Coherent and compact van der Waals transmon qubits

TL;DR

This paper demonstrates the first quantum-coherent superconducting transmon qubits made entirely from van der Waals materials, achieving microsecond lifetimes and highlighting dielectric loss as a key relaxation mechanism, thus establishing vdW materials as a promising platform.

Contribution

It introduces fully vdW superconducting qubits with high coherence and compact design, enabling systematic material exploration for quantum devices.

Findings

Achieved microsecond qubit lifetimes with vdW transmons.

Identified dielectric loss as the main relaxation channel.
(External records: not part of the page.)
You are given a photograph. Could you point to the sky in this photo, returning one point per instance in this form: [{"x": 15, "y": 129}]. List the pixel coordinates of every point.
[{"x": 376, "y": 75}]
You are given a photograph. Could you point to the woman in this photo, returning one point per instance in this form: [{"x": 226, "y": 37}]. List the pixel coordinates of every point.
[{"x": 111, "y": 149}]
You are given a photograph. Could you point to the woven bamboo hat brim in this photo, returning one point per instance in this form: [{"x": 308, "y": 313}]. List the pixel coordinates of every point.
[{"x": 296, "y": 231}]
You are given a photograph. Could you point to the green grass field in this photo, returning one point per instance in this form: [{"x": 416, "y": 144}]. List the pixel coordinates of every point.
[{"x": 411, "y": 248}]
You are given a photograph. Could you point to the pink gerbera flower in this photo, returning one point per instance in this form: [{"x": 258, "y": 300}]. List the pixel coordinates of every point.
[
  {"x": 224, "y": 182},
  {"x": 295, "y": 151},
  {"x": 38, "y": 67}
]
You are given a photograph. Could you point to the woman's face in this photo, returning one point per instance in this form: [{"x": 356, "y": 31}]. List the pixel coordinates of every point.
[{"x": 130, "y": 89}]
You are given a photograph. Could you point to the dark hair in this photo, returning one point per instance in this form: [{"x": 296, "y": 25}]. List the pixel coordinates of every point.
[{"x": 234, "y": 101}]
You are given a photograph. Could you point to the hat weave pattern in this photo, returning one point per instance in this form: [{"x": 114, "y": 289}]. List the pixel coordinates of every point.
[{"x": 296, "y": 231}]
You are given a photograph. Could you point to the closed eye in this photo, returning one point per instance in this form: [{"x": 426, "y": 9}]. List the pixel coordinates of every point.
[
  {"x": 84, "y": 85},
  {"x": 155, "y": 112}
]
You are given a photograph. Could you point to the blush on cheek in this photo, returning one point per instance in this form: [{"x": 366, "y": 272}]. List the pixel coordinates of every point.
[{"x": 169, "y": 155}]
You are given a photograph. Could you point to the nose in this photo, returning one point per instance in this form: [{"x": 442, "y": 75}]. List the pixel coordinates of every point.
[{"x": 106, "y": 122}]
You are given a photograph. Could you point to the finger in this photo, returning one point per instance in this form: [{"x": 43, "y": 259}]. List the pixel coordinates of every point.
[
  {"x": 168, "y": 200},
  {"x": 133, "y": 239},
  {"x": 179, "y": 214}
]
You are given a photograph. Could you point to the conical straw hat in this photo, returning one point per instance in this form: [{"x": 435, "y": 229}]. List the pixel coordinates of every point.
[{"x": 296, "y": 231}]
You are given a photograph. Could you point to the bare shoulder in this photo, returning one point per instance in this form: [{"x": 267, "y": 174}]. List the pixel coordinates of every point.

Demonstrated operation up to hundreds of millikelvin.

Abstract

State-of-the-art superconducting qubits rely on a limited set of thin-film materials. Expanding their materials palette can improve performance, extend operating regimes, and introduce new functionalities, but conventional thin-film fabrication hinders systematic exploration of new material combinations. Van der Waals (vdW) materials offer a highly modular crystalline platform that facilitates such exploration while enabling gate-tunability, higher-temperature operation, and compact qubit geometries. Yet it remains unknown whether a fully vdW superconducting qubit can support quantum coherence and what mechanisms dominate loss at both low and elevated temperatures in such a device. Here we demonstrate quantum-coherent merged-element transmons made entirely from vdW Josephson junctions. These first-generation, fully crystalline qubits achieve microsecond lifetimes in an ultra-compact footprint without external shunt capacitors. Energy relaxation measurements, together with microwave characterization of vdW capacitors, point to dielectric loss as the dominant relaxation channel up to hundreds of millikelvin. These results establish vdW materials as a viable platform for compact superconducting quantum devices.